But things were different this year. Our guitar-strumming song leaders were home in San Francisco, laid out by the flu. No singing! Not one to adapt well to change, I was bereft. It must have been a welcome break to others, because my cousin Mitch from Orange County stepped right into the void, busting out poker chips and cards and instructing the children when to hold, when to fold.

Almost as disconcerting to my sense of order, there was no political speech by my mom! Just a generic “Welcome everyone, and enjoy the food!” How could this be? I was cast adrift. No folk songs, no arguing politics? What was left but to eat dessert?

The family room was crowded with cousins saturated with pies and cakes—boysenberry, pumpkin, apple, chocolate babka and amaretto. A smallish dent had been made in the fruit salad, by those of us wishing to balance the scales of guilty pleasures. The twenty-ninth football game of the day played on the big screen television—“Is this the same game that was on nine hours ago?” my mother asked my father.

Then it happened. One of the kids said, “Let’s play ‘So You Think You Can Dance!’” It’s our newest game at home, where my husband and I have been inculcating our “dance-is-for-girls” sons into the cult of a dance competition television show. The game is simple: turn on some music, dance a silly solo, and the panel of “judges” declares, “You’ve made the Top Twenty!” and the dancer goes wild.

There in the family room, with the big-screen football game as backdrop, the dancing began. We picked the most likely to break the ice and began to chant his name, “Christopher! Christopher!” After a few moments, he stood up, took his place on the floor, and Thanksgiving will never be the same.

Within seconds everyone was laughing as he leaped, stretched, and grabbed his body a la Michael Jackson.

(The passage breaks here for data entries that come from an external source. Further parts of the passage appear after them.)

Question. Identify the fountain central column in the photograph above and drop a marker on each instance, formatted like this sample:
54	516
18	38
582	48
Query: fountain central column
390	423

Immediately after him came my father, who has for years maintained that he is a natural born tap dancer and ballerina. His performance demonstrated that passion for sports and love of dance are not exclusive qualities. Over the course of the next hour, our five-year-old son danced several solos, our eight-year-old son (still with a broken foot) spun on the floor in his version of break-dancing. Their grandfather came back out for a duet with his granddaughter, lifts, spins and all. Their grandmother got up for her turn, and even cousin Joe from Minnesota felt the spirit of dance take him over. All the kids spun and jumped and wiggled together in a grand finale. But my favorite part? My children watching their mother, grandfather and great-grandmother doing a kickline to Frank Sinatra singing “New York, New York” If that’s not a new tradition to be thankful for, I don’t know what is.